The first monograph by Russian researchers dedicated to digital processing of aerospace images has been published in London. The co-authors were from the TSU Faculty of Innovative Technologies scientists and the rector and two graduate students of the Southwest State University (Kursk). The book outlines new algorithms and mathematical models that automatically decrypt aerial and space imagery data, while minimizing the number of restrictions and providing high-precision recognition of terrestrial objects.
- The monograph was based on the data obtained during a large-scale project that was carried out at the TSU computing cluster SKIF Cyberia, and unites nine organizations, including JSC Gazprom Space Systems, JSC Academician M.F. Reshetnev Information Satellite Systems, and other structures, - says Vladimir Syryamkin, one of the main authors, the editor of the book, and a professor at the Faculty of Innovative Technologies TSU. - The models, methods, and algorithms proposed in the monograph are the basis for a wide range of software and hardware-software tools that provide image recognition with minimum errors.
Aerospace and satellite photographs are widely used today in urban planning, road construction, monitoring oil pipelines, controlling fire-danger conditions, protecting an area, tracking the movement of objects, and other purposes. For each of these, the accuracy of pattern recognition is critical.
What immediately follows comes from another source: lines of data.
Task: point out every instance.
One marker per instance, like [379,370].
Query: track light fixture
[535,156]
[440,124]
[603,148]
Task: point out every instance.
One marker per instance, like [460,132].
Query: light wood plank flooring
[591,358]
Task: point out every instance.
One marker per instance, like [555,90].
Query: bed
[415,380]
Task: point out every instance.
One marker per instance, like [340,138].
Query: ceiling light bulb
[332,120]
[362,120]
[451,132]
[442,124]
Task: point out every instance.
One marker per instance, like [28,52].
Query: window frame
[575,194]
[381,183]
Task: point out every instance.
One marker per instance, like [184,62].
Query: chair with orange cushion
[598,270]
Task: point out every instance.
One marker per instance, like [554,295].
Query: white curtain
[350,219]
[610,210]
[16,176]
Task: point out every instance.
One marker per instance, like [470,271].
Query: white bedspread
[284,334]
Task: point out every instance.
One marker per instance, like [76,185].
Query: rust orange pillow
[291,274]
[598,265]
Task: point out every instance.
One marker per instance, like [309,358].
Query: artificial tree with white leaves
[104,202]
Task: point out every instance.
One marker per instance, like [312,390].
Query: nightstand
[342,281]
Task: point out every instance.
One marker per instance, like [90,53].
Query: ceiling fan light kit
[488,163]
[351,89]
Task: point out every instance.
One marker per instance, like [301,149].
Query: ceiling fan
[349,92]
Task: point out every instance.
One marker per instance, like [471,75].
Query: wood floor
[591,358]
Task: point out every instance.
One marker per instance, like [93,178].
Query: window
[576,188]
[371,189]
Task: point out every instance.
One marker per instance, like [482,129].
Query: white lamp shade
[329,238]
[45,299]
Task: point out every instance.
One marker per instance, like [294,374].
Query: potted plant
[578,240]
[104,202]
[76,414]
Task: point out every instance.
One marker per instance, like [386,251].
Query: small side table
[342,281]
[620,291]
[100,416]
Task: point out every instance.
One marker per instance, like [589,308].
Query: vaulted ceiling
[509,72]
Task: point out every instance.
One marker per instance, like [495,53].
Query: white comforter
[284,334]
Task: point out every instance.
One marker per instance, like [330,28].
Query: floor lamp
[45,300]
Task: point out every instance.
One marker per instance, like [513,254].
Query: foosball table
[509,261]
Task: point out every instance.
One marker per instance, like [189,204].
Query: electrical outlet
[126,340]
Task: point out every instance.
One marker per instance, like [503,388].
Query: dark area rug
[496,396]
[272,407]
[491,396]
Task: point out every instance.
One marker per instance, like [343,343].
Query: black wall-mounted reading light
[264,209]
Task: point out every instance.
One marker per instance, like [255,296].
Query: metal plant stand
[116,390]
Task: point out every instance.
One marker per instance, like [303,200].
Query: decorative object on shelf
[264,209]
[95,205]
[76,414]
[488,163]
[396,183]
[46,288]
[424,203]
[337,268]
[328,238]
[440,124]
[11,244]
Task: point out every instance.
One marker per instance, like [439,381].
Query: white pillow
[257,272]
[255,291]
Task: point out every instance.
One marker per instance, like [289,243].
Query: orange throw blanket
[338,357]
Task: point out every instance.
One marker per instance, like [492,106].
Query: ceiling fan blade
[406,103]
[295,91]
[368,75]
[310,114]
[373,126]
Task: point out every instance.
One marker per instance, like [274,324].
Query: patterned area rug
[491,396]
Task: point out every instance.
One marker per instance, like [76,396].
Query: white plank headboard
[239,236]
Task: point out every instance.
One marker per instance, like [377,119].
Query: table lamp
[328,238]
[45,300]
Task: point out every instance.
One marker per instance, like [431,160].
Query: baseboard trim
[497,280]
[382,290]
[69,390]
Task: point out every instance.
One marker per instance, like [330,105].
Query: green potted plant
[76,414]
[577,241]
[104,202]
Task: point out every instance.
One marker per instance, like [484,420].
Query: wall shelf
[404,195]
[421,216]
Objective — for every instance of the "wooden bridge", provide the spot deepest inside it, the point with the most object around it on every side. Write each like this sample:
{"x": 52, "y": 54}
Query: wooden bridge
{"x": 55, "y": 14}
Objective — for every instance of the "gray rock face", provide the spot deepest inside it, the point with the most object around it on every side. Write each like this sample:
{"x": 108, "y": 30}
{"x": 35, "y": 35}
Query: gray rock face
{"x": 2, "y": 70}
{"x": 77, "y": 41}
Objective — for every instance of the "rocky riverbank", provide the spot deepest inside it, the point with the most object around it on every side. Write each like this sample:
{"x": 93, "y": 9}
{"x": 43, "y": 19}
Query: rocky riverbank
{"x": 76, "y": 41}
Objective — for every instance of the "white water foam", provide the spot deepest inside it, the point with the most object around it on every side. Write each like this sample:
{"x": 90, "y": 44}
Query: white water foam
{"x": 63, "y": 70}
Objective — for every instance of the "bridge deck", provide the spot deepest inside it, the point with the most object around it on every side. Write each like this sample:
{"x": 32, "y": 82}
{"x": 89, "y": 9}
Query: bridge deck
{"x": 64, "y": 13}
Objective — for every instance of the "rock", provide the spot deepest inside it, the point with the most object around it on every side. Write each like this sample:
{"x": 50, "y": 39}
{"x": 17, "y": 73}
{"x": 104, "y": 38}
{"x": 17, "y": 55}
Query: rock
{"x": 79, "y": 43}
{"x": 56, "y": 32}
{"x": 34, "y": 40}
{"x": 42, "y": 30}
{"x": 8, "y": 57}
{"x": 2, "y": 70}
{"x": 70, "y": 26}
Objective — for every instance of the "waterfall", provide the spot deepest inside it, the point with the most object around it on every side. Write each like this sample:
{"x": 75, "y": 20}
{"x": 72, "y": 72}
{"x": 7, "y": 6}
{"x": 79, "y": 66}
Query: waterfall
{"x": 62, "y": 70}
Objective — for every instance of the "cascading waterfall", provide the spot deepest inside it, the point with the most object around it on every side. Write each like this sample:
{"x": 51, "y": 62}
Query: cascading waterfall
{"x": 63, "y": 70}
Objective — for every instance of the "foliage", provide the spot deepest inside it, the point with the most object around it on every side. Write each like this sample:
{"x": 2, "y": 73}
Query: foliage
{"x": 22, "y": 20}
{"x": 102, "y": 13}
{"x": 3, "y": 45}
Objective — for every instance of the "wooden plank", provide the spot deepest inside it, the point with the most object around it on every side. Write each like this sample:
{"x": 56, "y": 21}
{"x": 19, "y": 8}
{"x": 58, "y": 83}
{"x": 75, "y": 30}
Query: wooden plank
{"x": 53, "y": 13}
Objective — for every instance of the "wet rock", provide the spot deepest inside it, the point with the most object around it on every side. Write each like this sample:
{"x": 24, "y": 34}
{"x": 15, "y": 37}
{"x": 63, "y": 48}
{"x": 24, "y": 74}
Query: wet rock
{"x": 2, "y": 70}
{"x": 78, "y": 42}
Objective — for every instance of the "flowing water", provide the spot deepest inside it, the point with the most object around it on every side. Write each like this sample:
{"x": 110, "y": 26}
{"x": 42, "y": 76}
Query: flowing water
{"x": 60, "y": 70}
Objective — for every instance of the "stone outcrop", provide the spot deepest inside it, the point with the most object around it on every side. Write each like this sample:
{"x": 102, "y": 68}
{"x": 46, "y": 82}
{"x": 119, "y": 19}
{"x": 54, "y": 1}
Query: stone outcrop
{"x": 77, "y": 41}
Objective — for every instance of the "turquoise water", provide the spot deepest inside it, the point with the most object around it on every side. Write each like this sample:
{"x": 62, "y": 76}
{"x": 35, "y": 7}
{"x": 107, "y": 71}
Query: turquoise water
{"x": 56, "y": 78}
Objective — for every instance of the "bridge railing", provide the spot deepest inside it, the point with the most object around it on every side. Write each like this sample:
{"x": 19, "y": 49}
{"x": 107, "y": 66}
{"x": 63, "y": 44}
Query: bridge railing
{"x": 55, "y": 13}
- There are two basic requirements for the model used for automatic data analysis: it must have noise immunity and interference protection, - says Vladimir Syryamkin. - This means that it works effectively, regardless of the different types of restrictions, and it eliminates interference, in the event that someone creates it intentionally. The monograph, which we wrote in co-authorship with colleagues from Southwest State University, offers special ready-made models, the effectiveness of which has already been tested.
The book is intended for a wide range of specialists - scientists, builders, geologists, military, and others.